Desperate to change their fates, he attempts to stop Harcourt before he can threaten Leah but fails. He attempts to warn Leah, telepathically, but the memories she receives inspire the painting. His every move reinforces the paradox. Confronted with the horror of retrograde immortality and his responsibility for her death, he begs The Keepers to destroy him. One Keeper, now ancient and curious, agrees. And flings Jacob into the singularity, on a billion-year trajectory, in an attempt to unlink him from his past. However, the shock of the passage damages Jacob’s mind, and he’s overcome by a terrible pull to return. 

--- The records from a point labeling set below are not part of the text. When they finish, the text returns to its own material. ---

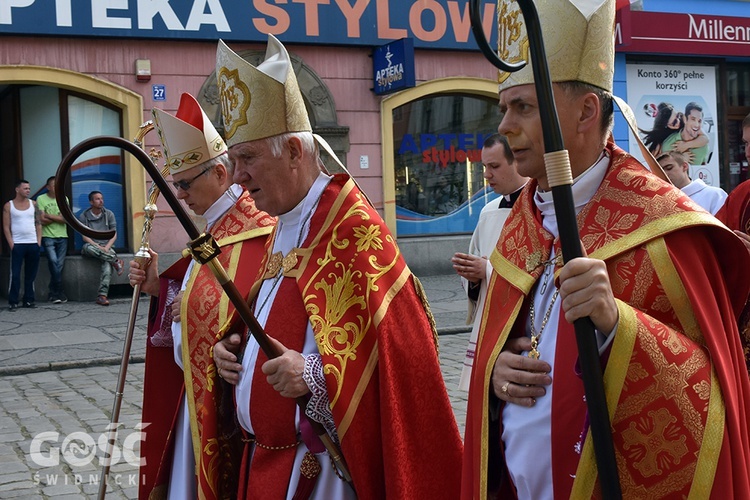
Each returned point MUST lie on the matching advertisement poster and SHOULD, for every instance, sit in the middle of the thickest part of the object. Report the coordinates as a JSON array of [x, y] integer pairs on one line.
[[675, 106]]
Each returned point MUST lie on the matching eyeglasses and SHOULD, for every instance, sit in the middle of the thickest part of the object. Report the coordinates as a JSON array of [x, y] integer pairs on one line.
[[185, 185]]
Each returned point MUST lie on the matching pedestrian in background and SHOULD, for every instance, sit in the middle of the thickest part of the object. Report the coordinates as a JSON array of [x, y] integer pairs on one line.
[[677, 168], [22, 231], [54, 240], [473, 267], [101, 219]]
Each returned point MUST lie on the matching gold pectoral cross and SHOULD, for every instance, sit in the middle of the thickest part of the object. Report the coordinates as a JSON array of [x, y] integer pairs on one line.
[[533, 353], [278, 262]]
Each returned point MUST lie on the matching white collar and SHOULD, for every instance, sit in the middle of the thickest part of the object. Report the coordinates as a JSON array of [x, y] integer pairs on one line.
[[584, 187], [223, 204]]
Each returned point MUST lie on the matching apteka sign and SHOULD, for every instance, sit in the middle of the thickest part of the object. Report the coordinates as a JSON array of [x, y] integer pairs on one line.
[[435, 24], [393, 66]]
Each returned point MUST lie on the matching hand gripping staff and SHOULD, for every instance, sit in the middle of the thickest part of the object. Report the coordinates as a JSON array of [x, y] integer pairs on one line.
[[144, 259], [560, 180], [203, 248]]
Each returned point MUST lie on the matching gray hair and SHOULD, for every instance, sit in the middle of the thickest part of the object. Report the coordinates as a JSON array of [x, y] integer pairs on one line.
[[276, 143], [222, 159], [606, 101]]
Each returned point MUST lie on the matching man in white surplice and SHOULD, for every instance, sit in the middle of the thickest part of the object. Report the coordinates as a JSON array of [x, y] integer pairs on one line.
[[501, 175]]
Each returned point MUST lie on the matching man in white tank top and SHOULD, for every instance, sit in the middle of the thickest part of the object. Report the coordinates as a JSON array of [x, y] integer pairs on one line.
[[23, 233]]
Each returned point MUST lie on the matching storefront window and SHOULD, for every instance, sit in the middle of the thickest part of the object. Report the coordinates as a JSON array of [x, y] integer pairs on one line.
[[438, 140], [52, 121], [99, 169]]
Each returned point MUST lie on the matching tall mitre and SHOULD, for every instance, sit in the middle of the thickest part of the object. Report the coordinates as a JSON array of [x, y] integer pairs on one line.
[[188, 138]]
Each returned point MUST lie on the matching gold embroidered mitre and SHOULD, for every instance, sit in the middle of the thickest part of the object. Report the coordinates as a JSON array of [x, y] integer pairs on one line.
[[578, 41], [259, 102], [188, 139]]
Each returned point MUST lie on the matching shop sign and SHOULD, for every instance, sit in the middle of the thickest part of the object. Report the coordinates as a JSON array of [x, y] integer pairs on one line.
[[694, 34], [393, 66], [439, 24]]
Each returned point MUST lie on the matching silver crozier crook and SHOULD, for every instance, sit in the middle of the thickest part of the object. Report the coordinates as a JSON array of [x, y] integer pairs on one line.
[[203, 249]]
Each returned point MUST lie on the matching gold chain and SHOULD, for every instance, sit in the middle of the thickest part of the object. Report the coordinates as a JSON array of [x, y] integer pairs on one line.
[[537, 337]]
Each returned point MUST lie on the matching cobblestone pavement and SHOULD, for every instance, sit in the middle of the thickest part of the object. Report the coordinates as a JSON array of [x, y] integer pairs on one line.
[[58, 372]]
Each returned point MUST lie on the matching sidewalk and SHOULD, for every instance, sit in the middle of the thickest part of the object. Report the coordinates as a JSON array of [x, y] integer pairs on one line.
[[58, 372], [80, 334]]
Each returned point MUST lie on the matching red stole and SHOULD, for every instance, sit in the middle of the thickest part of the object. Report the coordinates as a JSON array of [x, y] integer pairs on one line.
[[672, 368], [241, 233], [273, 415]]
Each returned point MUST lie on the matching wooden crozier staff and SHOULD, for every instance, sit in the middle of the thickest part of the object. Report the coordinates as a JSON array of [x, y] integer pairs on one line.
[[203, 248], [560, 179]]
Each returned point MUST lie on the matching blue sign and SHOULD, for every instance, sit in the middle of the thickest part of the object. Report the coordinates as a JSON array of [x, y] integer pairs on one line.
[[393, 66], [159, 92], [435, 24]]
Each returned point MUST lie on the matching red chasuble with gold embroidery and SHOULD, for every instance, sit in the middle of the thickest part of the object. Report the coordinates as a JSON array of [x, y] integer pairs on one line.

Sky so Blue plays with spacetime like Stories of Your Life, considers existence like Roadside Picnic and intertwines people’s lives like Ministry for the future.


TV in 98

Excerpt: Endon, Chapter 3

Excerpt: Barry, Chapter 4


Synopsis: 

When Barry, an undiagnosed-autistic man living in a share house in Perth, 1998, starts receiving visitations from an alien through his share house TV, his life begins falling apart, and before long abduction seems more enticing than life in Perth.  

Sometimes, being human can be so alien … 

TV in 98 is written for an adult readership of 25- to 45-years, who enjoy science fiction novels, films and series that can be viewed through a philosophical or surrealist lens. 

Barry’s an undiagnosed-autistic man, long-term unemployed and confused by his life and how people live. He’s started waking at 2:00AM to static in his living room TV; through which, he’s started receiving communications from an Alien named Endon. His housemates, Marcus and Lilly, threaten to evict Barry if he doesn’t seek help. Barry fears becoming homeless. Things get worse when he assaults a cop in a Centrelink office, due to an ill-timed communication from Endon. Barry then fears going to jail.  

Endon exists 500-years in Barry’s future, orbiting the solar system, stealing Earth’s history via its multitude of transmissions. She’s perplexed by humanity, so communicates with Barry, and others like him, in an effort to understand. Barry is just as perplexed and asks Endon to abduct him. He admits to his housemates he’s been talking to an Alien. Marcus has Barry sectioned. Endon then devises a process to transfer Barry to her realm. Barry’s unsure what awaits, but is so confused and distressed he’s willing to leave Earth and never return. 

While Barry’s in a psychiatric hospital, Endon tries to contact him but communicates with Lilly. Having met Endon, Lilly gets Barry released. With Lilly’s help Barry is abducted by Endon. He travels across space and time to Endon’s spaceship where he awaits his transformation to a new state of being. Endon has constructed a temporary environment for Barry that resembles a sterile version of his share house. Endon allows Barry to view the past five hundred years of human history. Little of it makes sense to him. He contacts Lilly, finding her ten-years in her future. She has a good life, she tells him about people he knew; some have died, most live suburban lives. Barry lets go, ready for transformation.  

TV in 98 has a sense of Hitchhikers Guide to the Galaxy meets the surrealism of Kafka on the Shore, and the other worlds of Exhalation.